川と水路の城下町 ~何度も訪れた郡上八幡の町~

何と言っても魅力的な長良川鉄道

 郡上八幡は大好きな町で、もう何度も訪れています。
 そもそも、古い町並み歩きを始めた、そのきっかけになった町でもあります。

 初めてここを訪れた時は、愛知県の犬山に泊った明くる日に、第三セクター鉄道の長良川鉄道に乗ってやってきました。
 美濃太田駅でJR高山本線から乗り換えて、郡上八幡駅までは一時間二十分ほど。

長良川鉄道

 その名の通り長良川に沿って走るこのローカル鉄道路線は車窓の風景も素晴らしく、乗ること自体が観光とも言えるでしょう。個人的には郡上八幡と長良川鉄道はセットと言うイメージです。
 ぜひ一度は、この路線を利用して訪れてみて欲しいと思います。

 車の場合は、東海北陸道の郡上八幡インターを利用することになるわけですが、こちらも市街地のすぐ近くにあって便利です。
 東海北陸道は片側一車線の区間が多く、渋滞することもしばしばですが、名神高速道路とも直結しているので、ルート的には利便性の高い道ではあります。
 白川郷などの、さらに岐阜県の北部へ向かう時にも使う道で、その行き帰りに郡上八幡に立ち寄ったことも何度かあるくらいに便利な場所です。

郡上八幡の街歩きコース

郡上八幡・新町通の風景(
新町通の風景(画像クリックでこの場所のGoogleMapが表示されます)

 郡上八幡の駅は町の外れで、宗祇水などのある中心地までは少しだけ歩かなければなりませんが、旧街道(新町通)のレトロな商店街を歩くのも風情があって、なかなか悪くありません。
 古びた駅そのものも魅力的で、近年になって駅舎の屋根や窓が補修されたり、カフェが併設されて内部がリニューアルされたりはしましたが、外観やホームなどは大きく変わりがありません。

改装前の郡上八幡駅舎

 個人的なおすすめコースだと、その郡上八幡駅から新町通の商店街をずっと東へと歩き、宮ケ瀬橋を吉田川の北側に渡ってまずは宗祇水を訪れます。
 時間帯によっては、その近くにある平甚本店でそばを食べて昼食。
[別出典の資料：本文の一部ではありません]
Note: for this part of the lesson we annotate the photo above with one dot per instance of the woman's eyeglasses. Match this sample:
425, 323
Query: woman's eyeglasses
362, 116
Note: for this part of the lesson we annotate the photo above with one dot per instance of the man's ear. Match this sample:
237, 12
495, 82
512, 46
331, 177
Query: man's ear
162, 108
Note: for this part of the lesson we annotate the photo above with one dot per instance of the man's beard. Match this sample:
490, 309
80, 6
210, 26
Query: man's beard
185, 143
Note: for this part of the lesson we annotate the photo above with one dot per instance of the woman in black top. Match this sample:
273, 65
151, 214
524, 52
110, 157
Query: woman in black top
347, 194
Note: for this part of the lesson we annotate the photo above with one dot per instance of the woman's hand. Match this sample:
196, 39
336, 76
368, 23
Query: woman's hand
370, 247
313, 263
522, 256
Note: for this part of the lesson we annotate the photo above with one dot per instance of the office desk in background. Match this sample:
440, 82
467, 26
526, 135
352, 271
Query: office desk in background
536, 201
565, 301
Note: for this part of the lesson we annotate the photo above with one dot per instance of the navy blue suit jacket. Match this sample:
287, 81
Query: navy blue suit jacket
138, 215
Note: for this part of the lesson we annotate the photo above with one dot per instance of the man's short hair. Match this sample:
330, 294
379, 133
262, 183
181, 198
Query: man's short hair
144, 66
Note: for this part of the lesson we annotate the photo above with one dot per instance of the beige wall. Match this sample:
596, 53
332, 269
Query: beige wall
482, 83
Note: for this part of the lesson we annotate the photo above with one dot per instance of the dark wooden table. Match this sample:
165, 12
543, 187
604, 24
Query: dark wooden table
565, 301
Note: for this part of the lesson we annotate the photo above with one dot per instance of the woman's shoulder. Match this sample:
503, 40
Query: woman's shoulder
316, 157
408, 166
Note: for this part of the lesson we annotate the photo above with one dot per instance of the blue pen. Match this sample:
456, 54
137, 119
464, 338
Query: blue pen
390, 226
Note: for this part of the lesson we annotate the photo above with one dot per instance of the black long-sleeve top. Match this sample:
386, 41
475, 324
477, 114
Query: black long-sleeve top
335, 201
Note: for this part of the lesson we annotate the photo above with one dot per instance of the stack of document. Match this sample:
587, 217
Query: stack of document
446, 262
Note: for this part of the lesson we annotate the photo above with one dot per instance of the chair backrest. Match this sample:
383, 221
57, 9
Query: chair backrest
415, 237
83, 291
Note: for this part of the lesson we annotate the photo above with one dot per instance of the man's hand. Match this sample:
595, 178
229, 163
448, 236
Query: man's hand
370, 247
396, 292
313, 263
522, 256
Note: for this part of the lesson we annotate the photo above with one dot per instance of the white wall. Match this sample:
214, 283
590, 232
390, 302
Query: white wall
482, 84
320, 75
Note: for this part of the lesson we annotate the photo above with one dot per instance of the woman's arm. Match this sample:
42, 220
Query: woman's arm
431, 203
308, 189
それから職人町や柳町の古い町並みをぐるっと歩きます。

 続いて郡上八幡城に登ったあと、新橋から再び吉田川を眺めつつ南に戻り、旧八幡町役場庁舎の記念館を見学して、鯉がたくさん泳ぐ水路沿いの「いがわ小径」へ。
 あとは、新町通りを戻って「やなか水のこみち」の周辺を観光といったところでしょうか。

 一日でこれだけ見て回ると、さすがに結構な距離を歩くことになるので、やはり市内で宿泊してのんびり町の雰囲気を味わうのがおすすめかもしれませんね。